The case arises after two suspected cases in Khovd province in the neighbouring western Mongolia were confirmed on July 1 by state-run Xinhua news agency. The patients are two brothers- aged 27 and 17 who consumed marmot meat. About 146 people who came in contact with the brothers were isolated and treated in the local hospitals according to health officials from the region.
The local health authority in Inner Mongolia said that there is a possibility of the plague spreading quickly through humans and has the potential to be a human pandemic in the city. Even though the cause of the disease in the suspected case is unclear, the local authorities have asked people to immediately report any sick or dead marmots, and forbidden the hunting and eating of animals that could carry the plague. The country reported four cases in 2019 while it locked down the city of Yumen in 2014 after a person died from the disease.

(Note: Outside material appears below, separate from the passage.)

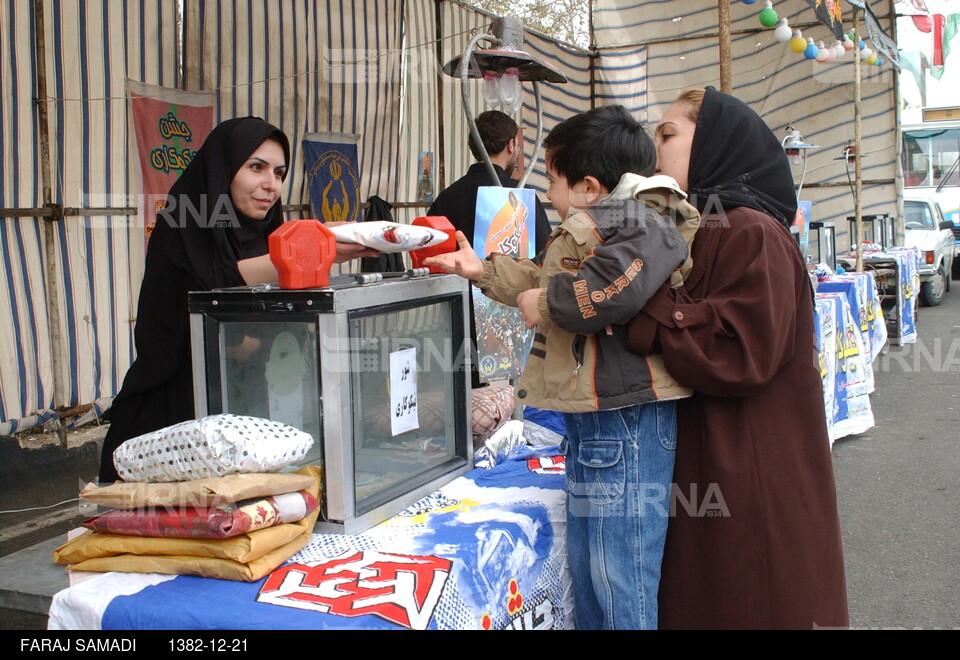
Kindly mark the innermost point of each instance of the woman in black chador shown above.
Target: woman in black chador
(212, 234)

The bubonic plague alert from China comes after scientists in China alerted about a new G4 swine flu strain which could transmit to humans from pigs. The world is still grappling COVID-19 cases.
What Is Bubonic Plague?
Bubonic plague is one of the three types of plague and affects the lymph nodes. The lymph nodes help in fighting infections. The World Health Organisation believes that this plague is more common but is now endemic to Democratic Republic of Congo, Madagascar, and Peru.
The bacteria found in fleas has an incubation period of seven days. A bite by an infected flea or coming in contact with a rodent infected by the flea are the most common forms of transmission. According to the WHO, human to human transmission of bubonic plague is rare. The case fatality if the disease is left untreated ranges between 30%-100%. Antibiotics and support therapy are useful for treating plague as soon as it is diagnosed.
The symptoms include sudden onset of fever, chills, head and body aches, and weakness, vomiting and nausea. The lymph node swells into a bulb-like 'bubo' which is tested for the presence of the virus.
Pneumonic plague which is airborne and affects the lungs is more fatal than bubonic plague.
Black Death In The 1300's
The Black Death that occured in Eurasia between 1346-1353 is considered to be the most fatal pandemic as it claimed over 75-200 million lives. The outbreak is believed to have originated in China or India and reached other continents through the various trade routes. Almost one-third of Europeans lost ther lives to this plague in the given period.
The disease was brought under control through stringent quarantine measures along with improvement in personal hygiene strategies.